L’attaquant du Real Madrid affirme avoir été insulté par le public de Valence dimanche soir. Son entraîneur et le président du Brésil, entre autres, sont montés au créneau pour le défendre. La justice espagnole a ouvert une enquête.

Vinicius Junior a, semble-t-il, été victime de nouvelles insultes racistes à Valence.

Vinicius Junior a, semble-t-il, été victime de nouvelles insultes racistes à Valence.

AFP

Le championnat d’Espagne «a un problème avec le racisme», s’est insurgé l’entraîneur du Real Madrid, Carlo Ancelotti, après les nouvelles insultes proférées contre son joueur brésilien Vinicius Junior, qui ont suscité de nombreuses réactions de soutien à l’exception notable du patron de la Liga.

«Penser à faire sortir un joueur pour cause de racisme, ça ne m’était jamais arrivé. Ce qui s’est passé aujourd’hui (ndlr: dimanche) nous est déjà arrivé, mais de cette manière, non. C’est inacceptable. La Liga espagnole a un problème avec le racisme. Et le problème, ce n’est pas Vinicius. Vinicius est la victime. Mais il y a un problème très grave», s’est exclamé l’entraîneur italien devant la presse à l’issue du match disputé dimanche soir à Valence.
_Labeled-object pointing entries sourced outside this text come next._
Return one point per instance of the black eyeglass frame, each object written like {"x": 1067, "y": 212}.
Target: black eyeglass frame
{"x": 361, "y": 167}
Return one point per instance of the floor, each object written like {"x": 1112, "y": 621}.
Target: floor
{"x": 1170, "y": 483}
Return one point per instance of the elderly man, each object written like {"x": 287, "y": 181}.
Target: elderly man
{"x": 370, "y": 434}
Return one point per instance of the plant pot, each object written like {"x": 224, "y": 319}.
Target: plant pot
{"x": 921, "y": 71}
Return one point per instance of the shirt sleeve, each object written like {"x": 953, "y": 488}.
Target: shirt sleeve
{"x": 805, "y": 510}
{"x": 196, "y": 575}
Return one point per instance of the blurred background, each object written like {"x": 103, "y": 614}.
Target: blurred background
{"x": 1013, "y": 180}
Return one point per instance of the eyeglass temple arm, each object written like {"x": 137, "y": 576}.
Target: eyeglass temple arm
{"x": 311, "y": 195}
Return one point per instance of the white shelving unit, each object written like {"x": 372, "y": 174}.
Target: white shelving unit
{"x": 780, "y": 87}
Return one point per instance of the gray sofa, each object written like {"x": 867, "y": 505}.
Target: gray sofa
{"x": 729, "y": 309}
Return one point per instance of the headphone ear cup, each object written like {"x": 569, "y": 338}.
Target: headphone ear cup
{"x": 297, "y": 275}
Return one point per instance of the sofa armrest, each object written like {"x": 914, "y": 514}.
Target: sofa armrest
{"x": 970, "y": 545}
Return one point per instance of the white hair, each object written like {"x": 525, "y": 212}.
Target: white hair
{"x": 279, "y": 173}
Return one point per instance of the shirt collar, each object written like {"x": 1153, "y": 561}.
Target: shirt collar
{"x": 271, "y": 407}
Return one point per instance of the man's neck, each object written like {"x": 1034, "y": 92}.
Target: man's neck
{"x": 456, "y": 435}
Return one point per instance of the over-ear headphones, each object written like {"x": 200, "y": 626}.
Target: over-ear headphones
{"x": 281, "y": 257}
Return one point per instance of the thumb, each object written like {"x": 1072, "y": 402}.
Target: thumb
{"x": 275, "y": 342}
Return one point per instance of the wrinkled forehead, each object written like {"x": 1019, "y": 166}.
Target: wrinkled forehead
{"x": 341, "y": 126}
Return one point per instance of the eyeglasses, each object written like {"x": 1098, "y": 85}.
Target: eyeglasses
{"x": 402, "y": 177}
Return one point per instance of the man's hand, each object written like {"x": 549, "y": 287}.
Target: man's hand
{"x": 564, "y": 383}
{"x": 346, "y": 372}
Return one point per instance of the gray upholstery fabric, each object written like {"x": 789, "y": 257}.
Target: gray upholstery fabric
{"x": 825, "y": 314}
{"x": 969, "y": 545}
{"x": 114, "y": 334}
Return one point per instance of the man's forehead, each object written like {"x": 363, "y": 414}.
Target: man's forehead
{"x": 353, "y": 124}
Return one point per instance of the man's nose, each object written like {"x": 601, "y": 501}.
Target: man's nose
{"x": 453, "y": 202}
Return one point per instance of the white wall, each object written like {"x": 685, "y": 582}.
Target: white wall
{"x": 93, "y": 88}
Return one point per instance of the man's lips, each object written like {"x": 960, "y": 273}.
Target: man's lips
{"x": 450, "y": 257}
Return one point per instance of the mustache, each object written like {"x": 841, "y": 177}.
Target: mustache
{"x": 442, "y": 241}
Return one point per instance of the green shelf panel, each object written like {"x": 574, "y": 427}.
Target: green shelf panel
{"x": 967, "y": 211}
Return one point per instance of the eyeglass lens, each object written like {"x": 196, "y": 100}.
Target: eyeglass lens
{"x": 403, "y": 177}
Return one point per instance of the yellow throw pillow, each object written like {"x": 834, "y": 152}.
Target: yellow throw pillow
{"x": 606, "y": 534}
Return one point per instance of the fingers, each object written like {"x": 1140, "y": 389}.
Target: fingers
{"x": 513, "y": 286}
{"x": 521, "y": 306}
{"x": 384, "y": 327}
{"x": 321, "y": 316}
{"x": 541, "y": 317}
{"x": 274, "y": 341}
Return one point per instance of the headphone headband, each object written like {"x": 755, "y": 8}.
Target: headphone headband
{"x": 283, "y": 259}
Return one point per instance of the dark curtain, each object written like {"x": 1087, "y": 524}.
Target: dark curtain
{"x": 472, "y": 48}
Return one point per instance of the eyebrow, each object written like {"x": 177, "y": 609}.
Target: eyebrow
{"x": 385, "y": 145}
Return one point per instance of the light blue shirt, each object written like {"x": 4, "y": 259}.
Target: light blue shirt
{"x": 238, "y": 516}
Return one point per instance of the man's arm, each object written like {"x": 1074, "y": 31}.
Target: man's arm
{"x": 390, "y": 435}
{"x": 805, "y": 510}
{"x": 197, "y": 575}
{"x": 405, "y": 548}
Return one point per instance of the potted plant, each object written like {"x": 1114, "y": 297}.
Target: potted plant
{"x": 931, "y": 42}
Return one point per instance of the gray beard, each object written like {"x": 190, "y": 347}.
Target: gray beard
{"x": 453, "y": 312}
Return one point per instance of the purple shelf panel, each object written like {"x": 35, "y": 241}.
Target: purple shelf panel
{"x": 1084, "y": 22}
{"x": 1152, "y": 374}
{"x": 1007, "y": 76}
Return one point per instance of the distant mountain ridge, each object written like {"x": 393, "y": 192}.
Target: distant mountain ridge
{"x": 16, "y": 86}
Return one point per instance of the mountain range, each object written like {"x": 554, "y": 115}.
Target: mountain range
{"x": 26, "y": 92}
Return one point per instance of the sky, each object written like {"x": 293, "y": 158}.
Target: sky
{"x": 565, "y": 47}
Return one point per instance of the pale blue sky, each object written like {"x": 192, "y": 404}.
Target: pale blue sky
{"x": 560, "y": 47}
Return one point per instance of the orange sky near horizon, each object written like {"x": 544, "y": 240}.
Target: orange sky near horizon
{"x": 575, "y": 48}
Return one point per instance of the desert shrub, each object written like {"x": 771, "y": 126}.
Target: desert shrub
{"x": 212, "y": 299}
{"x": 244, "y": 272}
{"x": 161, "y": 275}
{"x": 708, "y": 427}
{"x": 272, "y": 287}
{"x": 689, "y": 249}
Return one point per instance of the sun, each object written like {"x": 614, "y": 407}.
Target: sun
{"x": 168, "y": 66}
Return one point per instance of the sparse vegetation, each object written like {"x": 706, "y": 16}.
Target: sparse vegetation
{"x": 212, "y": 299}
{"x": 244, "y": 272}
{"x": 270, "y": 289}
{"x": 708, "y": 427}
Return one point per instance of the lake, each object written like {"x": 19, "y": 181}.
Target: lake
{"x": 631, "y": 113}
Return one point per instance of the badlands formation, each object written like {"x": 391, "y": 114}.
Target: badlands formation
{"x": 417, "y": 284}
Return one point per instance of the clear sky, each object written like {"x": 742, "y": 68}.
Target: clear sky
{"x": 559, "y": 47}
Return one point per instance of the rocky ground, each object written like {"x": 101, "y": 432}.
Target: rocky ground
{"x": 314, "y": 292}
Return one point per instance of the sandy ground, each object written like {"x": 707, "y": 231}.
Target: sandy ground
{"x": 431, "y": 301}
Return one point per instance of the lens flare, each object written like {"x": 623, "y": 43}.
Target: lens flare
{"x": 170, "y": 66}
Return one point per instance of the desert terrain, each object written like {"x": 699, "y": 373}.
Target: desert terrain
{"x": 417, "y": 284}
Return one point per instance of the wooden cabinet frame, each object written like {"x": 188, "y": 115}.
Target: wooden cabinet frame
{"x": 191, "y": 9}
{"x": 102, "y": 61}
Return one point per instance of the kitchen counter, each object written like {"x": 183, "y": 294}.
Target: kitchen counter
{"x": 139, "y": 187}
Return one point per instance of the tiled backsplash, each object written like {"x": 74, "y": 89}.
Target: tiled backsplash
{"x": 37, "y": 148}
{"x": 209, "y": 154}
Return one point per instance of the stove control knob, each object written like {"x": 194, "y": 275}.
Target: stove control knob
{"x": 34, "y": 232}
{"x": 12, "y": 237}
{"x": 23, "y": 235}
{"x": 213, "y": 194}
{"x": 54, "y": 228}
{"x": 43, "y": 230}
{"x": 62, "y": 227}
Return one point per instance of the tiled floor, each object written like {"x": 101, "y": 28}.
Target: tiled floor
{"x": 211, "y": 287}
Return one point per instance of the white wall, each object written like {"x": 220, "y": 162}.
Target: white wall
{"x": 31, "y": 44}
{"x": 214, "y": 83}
Lors de cette rencontre perdue à 1 à 0 par le Real, le joueur brésilien a affirmé avoir été insulté par le public. Autour de la 70e minute de jeu, Vinicius a pointé du doigt un supporter, puis les joueurs sont allés rapporter les faits à l’arbitre. Carlo Ancelotti a de son côté indiqué avoir entendu le cri «mono», soit «singe» en espagnol, ce qui a amené l’arbitre à «ouvrir le protocole racisme», selon l’Italien.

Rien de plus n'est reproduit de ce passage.